A retrospective and prospective analysis is reported of epidemiological, clinical, and therapeutic aspects of 33 children with nasopharyngeal carcinoma who were treated in a single institution over a period of 10 years. Twenty-three male and 10 female children ranging from 9 to 17 years were referred to our center. Histopathology was WHO type 3 carcinoma in 21, WHO type 2 in 8, WHO type 1 in 1, and unclassified in 3 patients. Disease extent was T2a (n = 15), T2b (n = 2), T3 (n = 11), and T4 (n = 5); N1 (n = 5), N2 (n = 12), and N3a (n = 16). Five patients had base of skull invasion. Four patients had M1 disease on admission. Four patients were treated with irradiation only. Three patients received neoadjuvant, 4 patients received adjuvant, and 22 patients received neoadjuvant + adjuvant chemotherapy in addition to radiotherapy. Patients received 50-72 Gy to the primary tumor and involved nodes and 45-50 Gy to uninvolved regions. Chemotherapy consisted of combinations of cisplatin, fluorouracil or Adriamycin, vincristine, and cyclophosphamide. Twenty-nine patients (88%) attained locoregional control.
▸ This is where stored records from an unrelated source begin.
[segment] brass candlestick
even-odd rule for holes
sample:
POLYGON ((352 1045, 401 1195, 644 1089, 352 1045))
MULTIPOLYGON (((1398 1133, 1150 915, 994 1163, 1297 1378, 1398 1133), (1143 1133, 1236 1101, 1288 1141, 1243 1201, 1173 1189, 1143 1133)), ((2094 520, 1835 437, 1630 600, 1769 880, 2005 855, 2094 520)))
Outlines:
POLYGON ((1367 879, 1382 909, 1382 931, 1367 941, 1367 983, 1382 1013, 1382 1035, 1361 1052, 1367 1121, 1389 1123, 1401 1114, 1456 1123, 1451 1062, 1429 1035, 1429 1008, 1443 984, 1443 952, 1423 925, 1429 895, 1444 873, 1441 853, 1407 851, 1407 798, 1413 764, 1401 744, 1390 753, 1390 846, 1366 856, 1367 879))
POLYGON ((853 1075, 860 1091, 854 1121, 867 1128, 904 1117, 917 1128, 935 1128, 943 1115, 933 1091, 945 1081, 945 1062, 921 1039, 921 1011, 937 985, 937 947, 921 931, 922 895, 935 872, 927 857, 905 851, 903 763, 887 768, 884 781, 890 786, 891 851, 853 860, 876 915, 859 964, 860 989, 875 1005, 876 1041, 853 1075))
Overall, 10 patients died with progressive disease or infectious complications, and 2 patients are still receiving therapy. Three patients are still living with multiple metastases and stable disease. Eight patients were lost to follow-up. Twelve patients are alive without relapse 3 and 63 months from diagnosis. Seven patients had 6 relapses at distant and 1 relapse at local site. The median time for first relapse was 8 months. Overall, the 5-year survival rate was 63% and disease-free survival rate was 53%. Although the locoregional control rate is high, long-term survival rates will be the real test of the impact of chemotherapy. Further studies are needed to confirm the optimal combination of effective chemotherapeutic agents and radiotherapy.
本文报告了对一家机构在10年期间治疗的33例鼻咽癌儿童患者的流行病学、临床和治疗方面进行的回顾性和前瞻性分析。23例男性和10例女性儿童,年龄在9至17岁之间,被转诊至我们中心。组织病理学检查结果为:21例为WHO 3型癌,8例为WHO 2型,1例为WHO 1型,3例未分类。疾病范围为T2a(n = 15)、T2b(n = 2)、T3(n = 11)和T4(n = 5);N1(n = 5)、N2(n = 12)和N3a(n = 16)。5例患者有颅底侵犯。4例患者入院时已有M1期疾病。4例患者仅接受了放疗。3例患者接受了新辅助化疗,4例患者接受了辅助化疗,22例患者除放疗外还接受了新辅助+辅助化疗。患者对原发肿瘤和受累淋巴结接受50 - 72 Gy的照射,对未受累区域接受45 - 50 Gy的照射。化疗方案包括顺铂、氟尿嘧啶或阿霉素、长春新碱和环磷酰胺的联合应用。29例患者(88%)实现了局部区域控制。总体而言,10例患者因疾病进展或感染并发症死亡,2例患者仍在接受治疗。3例患者仍有多处转移且病情稳定。8例患者失访。12例患者在诊断后3个月至63个月无复发存活。7例患者有6次远处复发和1次局部复发。首次复发的中位时间为8个月。总体而言,5年生存率为63%,无病生存率为53%。尽管局部区域控制率较高,但长期生存率将是化疗效果的真正考验。需要进一步研究以确定有效化疗药物与放疗的最佳联合方案。